Machine LEARNING--L1, L2 norm

Source: Internet
Author: User

About L1 Norm and L2 norm of content and diagram, feel has seen times, just read this Daniel blog http://blog.csdn.net/zouxy09/article/details/24971995/, At this moment finally understand that a lost, hurriedly "hot" record!

See the difference between L1 norm and L2 norm from two aspects:

1. Descent Speed:

L1 and L2 are all in a regular way, we add the weight parameter w to the target function in the way of L1 or L2 norm. The model then tries to minimize these weight parameters.

Common objective function form:

  

And this minimization is like a downhill process, the difference between L1 and L2 is that the "slope" is different, such as:

  The L1 is reduced by the "slope" of the absolute value function, while the L2 is reduced by the "slope" of the two-time function. So in fact, around 0, theL1 is falling faster than the L2 . So it will fall to 0 very quickly.

L1 in the folk person called Lasso,L2 person Ridge. In the "machine Learning Combat " book, chapter 8 introduced the "reduction Method" in the chapter on regression, referring to the ridge regression and Lasso.

2. Limitations of model space:

in fact, for L1 and L2 , we can write the following form for the loss function of the rule:

  

  In other words, we limit the model space to a l1-ball of W. To facilitate visualization, we consider a two-dimensional case where the contour of the objective function can be drawn on the (W1, W2) plane, while the constraint becomes a norm ball with a radius of C on the plane. The best solution is where the contour line intersects with the norm Ball for the first time:

  As you can see, the difference between the L1-ball and the L2-ball is that the L1 has "horns" in place where each axis intersects, and that the geodesic of the objective function will intersect at the corner most of the time unless the position is very well placed. Notice that the position of the corner will be sparse , the intersection point in the example has w1=0, and the higher dimension (imagine what the three-dimensional l1-ball is?). In addition to the corners, there are many sides of the contour is also a large probability of becoming the first intersection of the place, and will produce sparsity.

By contrast,L2-ball has no such property , because there is no angle , so the probability that the first intersection occurs in a sparse position becomes very small. This intuitively explains why L1-regularization can produce sparsity, and the reason why l2-regularization does not work.

Therefore, one sentence summary is:L1 will tend to produce a small number of features, while the other features are 0, and L2 will choose more features, these features will be close to 0. Lasso is very useful in feature selection, and ridge is just a rule.

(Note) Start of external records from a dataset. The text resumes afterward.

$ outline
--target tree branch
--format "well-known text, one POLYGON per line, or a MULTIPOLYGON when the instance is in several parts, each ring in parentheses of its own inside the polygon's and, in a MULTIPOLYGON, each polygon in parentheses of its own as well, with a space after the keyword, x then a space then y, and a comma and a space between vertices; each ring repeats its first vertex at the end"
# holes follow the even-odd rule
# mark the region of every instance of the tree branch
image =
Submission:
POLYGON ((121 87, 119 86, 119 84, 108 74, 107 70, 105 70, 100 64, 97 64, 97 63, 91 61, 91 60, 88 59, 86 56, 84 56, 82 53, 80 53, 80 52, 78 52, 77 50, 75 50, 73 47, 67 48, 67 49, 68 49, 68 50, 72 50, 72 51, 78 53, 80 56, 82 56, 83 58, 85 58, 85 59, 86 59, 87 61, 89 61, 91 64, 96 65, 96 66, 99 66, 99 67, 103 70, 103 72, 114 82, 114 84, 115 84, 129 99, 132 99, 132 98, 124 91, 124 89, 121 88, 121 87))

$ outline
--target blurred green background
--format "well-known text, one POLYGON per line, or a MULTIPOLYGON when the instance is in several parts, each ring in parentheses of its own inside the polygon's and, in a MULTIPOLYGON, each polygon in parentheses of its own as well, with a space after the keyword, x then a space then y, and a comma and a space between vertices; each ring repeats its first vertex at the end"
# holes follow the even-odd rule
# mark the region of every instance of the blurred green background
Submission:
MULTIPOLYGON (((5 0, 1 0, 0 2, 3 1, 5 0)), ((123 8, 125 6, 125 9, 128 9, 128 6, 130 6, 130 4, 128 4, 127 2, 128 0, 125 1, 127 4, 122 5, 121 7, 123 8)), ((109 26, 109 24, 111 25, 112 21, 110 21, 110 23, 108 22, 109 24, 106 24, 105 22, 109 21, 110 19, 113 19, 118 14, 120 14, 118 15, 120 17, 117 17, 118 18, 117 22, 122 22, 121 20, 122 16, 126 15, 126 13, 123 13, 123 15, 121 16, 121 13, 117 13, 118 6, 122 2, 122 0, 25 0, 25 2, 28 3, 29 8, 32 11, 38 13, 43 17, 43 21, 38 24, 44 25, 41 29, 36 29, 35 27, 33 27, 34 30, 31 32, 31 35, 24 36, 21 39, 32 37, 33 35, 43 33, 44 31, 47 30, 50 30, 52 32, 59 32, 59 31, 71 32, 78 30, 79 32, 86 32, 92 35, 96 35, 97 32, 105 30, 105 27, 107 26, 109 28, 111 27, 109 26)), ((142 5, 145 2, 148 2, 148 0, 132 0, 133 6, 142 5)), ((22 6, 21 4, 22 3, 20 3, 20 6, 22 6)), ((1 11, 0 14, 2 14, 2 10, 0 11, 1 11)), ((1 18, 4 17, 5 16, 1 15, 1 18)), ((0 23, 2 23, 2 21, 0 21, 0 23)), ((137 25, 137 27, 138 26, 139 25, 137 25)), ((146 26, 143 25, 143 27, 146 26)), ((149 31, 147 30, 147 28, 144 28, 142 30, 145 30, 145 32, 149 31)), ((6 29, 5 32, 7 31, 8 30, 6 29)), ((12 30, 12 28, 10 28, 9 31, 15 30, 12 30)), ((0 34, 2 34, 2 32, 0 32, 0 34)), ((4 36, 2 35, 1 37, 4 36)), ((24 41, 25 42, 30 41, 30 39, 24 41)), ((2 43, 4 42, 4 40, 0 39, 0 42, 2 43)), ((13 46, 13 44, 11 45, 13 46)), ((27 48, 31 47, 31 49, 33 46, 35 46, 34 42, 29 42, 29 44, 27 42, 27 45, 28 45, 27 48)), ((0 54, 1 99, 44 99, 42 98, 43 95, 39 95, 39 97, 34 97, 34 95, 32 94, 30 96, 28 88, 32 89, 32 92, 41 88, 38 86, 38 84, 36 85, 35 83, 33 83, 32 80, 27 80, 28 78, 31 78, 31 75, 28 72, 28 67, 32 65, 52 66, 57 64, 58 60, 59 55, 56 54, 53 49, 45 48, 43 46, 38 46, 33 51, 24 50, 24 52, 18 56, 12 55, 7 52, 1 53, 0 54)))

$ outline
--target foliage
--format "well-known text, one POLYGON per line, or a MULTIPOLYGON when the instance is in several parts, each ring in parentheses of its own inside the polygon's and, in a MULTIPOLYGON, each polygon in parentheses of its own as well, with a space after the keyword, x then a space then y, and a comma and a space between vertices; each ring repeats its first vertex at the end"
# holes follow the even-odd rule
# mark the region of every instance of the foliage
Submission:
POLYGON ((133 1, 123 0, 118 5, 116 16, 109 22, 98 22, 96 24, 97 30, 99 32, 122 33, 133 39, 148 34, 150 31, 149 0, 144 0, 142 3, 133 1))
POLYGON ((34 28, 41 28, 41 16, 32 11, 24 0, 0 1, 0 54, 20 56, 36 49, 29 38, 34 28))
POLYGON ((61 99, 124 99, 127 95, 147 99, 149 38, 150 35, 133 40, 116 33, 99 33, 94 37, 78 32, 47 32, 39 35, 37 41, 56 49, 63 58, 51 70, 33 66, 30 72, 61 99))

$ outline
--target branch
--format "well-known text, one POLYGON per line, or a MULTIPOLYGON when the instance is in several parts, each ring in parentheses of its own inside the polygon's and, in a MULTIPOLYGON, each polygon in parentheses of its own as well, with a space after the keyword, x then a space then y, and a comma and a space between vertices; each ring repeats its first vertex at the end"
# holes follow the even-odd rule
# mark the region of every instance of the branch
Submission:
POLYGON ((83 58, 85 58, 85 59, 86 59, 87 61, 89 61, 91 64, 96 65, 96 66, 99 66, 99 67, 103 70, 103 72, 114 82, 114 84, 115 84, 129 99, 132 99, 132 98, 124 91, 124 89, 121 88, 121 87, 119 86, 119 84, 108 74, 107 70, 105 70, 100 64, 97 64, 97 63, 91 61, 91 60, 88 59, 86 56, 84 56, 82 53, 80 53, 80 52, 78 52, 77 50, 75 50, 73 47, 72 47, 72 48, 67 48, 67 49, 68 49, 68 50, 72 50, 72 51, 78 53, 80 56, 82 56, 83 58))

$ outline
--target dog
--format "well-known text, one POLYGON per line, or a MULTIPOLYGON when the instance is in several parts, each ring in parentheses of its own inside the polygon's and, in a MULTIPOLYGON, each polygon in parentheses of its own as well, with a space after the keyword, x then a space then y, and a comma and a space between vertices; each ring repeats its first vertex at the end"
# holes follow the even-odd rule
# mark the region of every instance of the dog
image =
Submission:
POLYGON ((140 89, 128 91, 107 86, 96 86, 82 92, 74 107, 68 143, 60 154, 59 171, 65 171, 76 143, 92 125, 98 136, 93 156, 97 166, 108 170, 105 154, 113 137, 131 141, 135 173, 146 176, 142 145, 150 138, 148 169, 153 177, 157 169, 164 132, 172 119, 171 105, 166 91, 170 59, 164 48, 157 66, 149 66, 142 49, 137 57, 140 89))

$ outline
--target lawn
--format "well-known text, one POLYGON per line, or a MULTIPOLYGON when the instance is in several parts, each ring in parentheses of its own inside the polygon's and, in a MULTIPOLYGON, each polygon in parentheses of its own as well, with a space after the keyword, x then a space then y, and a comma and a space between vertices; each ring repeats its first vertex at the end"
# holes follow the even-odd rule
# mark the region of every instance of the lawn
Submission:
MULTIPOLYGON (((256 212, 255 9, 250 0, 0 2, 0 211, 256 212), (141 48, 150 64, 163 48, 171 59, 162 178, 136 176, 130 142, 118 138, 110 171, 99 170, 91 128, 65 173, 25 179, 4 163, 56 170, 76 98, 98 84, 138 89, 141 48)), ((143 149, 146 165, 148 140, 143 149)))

Machine LEARNING--L1, L2 norm

Contact Us

The content source of this page is from Internet, which doesn't represent Alibaba Cloud's opinion; products and services mentioned on that page don't have any relationship with Alibaba Cloud. If the content of the page makes you feel confusing, please write us an email, we will handle the problem within 5 days after receiving your email.

If you find any instances of plagiarism from the community, please send an email to: info-contact@alibabacloud.com and provide relevant evidence. A staff member will contact you within 5 working days.

A Free Trial That Lets You Build Big!

Start building with 50+ products and up to 12 months usage for Elastic Compute Service

  • Sales Support

    1 on 1 presale consultation

  • After-Sales Support

    24/7 Technical Support 6 Free Tickets per Quarter Faster Response

  • Alibaba Cloud offers highly flexible support services tailored to meet your exact needs.